Pursue Interoperability Without Compromising Compliance

The American healthcare industry has always been a complicated marketplace with a massive ensemble of professionals. On the one hand, you have providers administering care to patients, payers and public entities that fund treatment, and pharmaceutical companies who develop life-saving medicines.

On the other hand, you have patients continuously seeking the best available medical care while looking for the most affordable and convenient experience. Underpinning this complex marketplace is the healthcare IT industry, providing valuable technology and services to optimize the entire ecosystem.

Connecting The Pieces

In short, there are countless moving parts – all of which have struggled with interoperability, just now approaching effective and secure communication methods. This long-needed, long-pursued interoperability introduces new challenges to the industry’s cybersecurity infrastructure. This article focuses on why the healthcare industry must focus on achieving interoperability with an unblinking focus on security and compliance – and how to do so.

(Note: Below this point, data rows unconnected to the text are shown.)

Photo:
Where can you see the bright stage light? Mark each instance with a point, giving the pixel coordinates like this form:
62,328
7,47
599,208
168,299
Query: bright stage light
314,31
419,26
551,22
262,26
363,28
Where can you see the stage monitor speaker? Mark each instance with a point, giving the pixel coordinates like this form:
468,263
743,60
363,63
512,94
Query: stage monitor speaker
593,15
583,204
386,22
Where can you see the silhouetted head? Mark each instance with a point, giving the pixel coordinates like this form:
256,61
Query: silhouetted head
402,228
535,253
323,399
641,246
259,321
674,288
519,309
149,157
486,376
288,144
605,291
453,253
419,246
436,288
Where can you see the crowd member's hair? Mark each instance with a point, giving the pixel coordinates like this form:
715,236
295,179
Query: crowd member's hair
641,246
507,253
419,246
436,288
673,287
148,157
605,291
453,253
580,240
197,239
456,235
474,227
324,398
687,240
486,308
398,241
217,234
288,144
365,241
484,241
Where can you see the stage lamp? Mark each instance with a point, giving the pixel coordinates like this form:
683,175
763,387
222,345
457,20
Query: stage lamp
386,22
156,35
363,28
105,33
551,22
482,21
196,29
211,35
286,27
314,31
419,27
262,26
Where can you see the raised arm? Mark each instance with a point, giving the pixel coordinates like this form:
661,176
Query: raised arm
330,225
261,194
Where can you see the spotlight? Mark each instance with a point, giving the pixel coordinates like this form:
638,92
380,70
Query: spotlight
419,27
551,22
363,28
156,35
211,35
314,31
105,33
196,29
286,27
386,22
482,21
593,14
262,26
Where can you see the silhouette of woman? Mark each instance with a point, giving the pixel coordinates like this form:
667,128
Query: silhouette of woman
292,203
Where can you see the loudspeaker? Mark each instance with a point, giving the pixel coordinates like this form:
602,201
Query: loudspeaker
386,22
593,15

This is an industry in which the whole is greater than the sum of its parts. Ultimately, as each component of the healthcare system begins to function as part of an ecosystem, patient outcomes will improve. As healthcare professionals dedicated to modernizing the system, we constantly strive to align these disparate components.

Interoperability Defined

Here, I borrow the HIMSS definition of interoperability: “the ability of different information systems, devices and applications to access, exchange, integrate and cooperatively use data in a coordinated manner, within and across organizational, regional and national boundaries, to provide timely and seamless portability of information and optimize the health of individuals and populations globally.”

In essence, this boils down to making sure all of the players in the healthcare system are rowing in the same direction, even when different organizations and regions have their unique styles. Achieving effective interoperability is a lofty goal in and of itself. And we have made significant progress towards attaining interoperability recently. New initiatives like the Trusted Exchange Framework and the Common Agreement are a testament to the healthcare industry’s commitment to partnering together to provide superior patient care.

Trusted Exchange Framework and Common Agreement

Under the Trusted Exchange Framework and the Common Agreement, users across different networks will work within common infrastructure models and approaches to share basic clinical information securely. These common frameworks are critical to establishing clear expectations across the industry. And even though these principles are non-binding, I still believe they are a step in the right direction to helping the healthcare industry operate with similar guidelines and values.

Nevertheless, we should never lose sight of one of our most critical responsibilities. We must always treat patient data with the utmost care and seek to protect patient privacy whenever possible. I believe we ought to treat patient data with such great care because of the highly sensitive, highly valuable nature of this data. It is a well-known fact across the industry that malicious cyber incidents target patient health information, or PHI, in ransomware attacks because PHI often contains incredibly private and intimate information about a patient’s life.

Balancing Privacy With Speed and Efficiency

Protecting sensitive patient data while transmitting it across multiple organizations and ensuring it is accessible to healthcare professionals is a tall order. After all, how can we ensure PHI is accessible to other healthcare professionals who need the information to treat patients while ensuring the data remains shielded from individuals who may not need to know this PHI?

A significant first step is for healthcare organizations and HCIT vendors across the industry to subscribe to the interoperability guidelines laid out in the Trusted Exchange Framework and the Common Agreement. Across the industry, we have to buy into a common set of values and guidelines that can act as guardrails for the industry to develop as a whole. Although these principles are constantly evolving and the goalposts may feel like they are always moving, we are still better off agreeing on a common set of practices as the industry develops.

And secondly, the healthcare industry should develop infrastructure and processes that prioritize compliance and security while balancing the need for speed and accessibility. We have prioritized compliance and security because ultimately, any gains achieved from faster or more accessible technologies could be wiped away if regulators believe the developments are illegal or if malicious actors can exploit the nascent interoperable systems. Rather than take one step forward and two steps back by developing interoperable systems that do not pass muster from a compliance or security perspective, we should diligently build interoperable systems without taking shortcuts to get to market first.

Moving Towards Increased Interoperability

Healthcare interoperability will help drive greater patient outcomes and a more holistic model of care. And as we build these interoperable systems, let us always treat PHI as sacrosanct so we can help patients become healthier without exposing their data to any vulnerabilities along the way.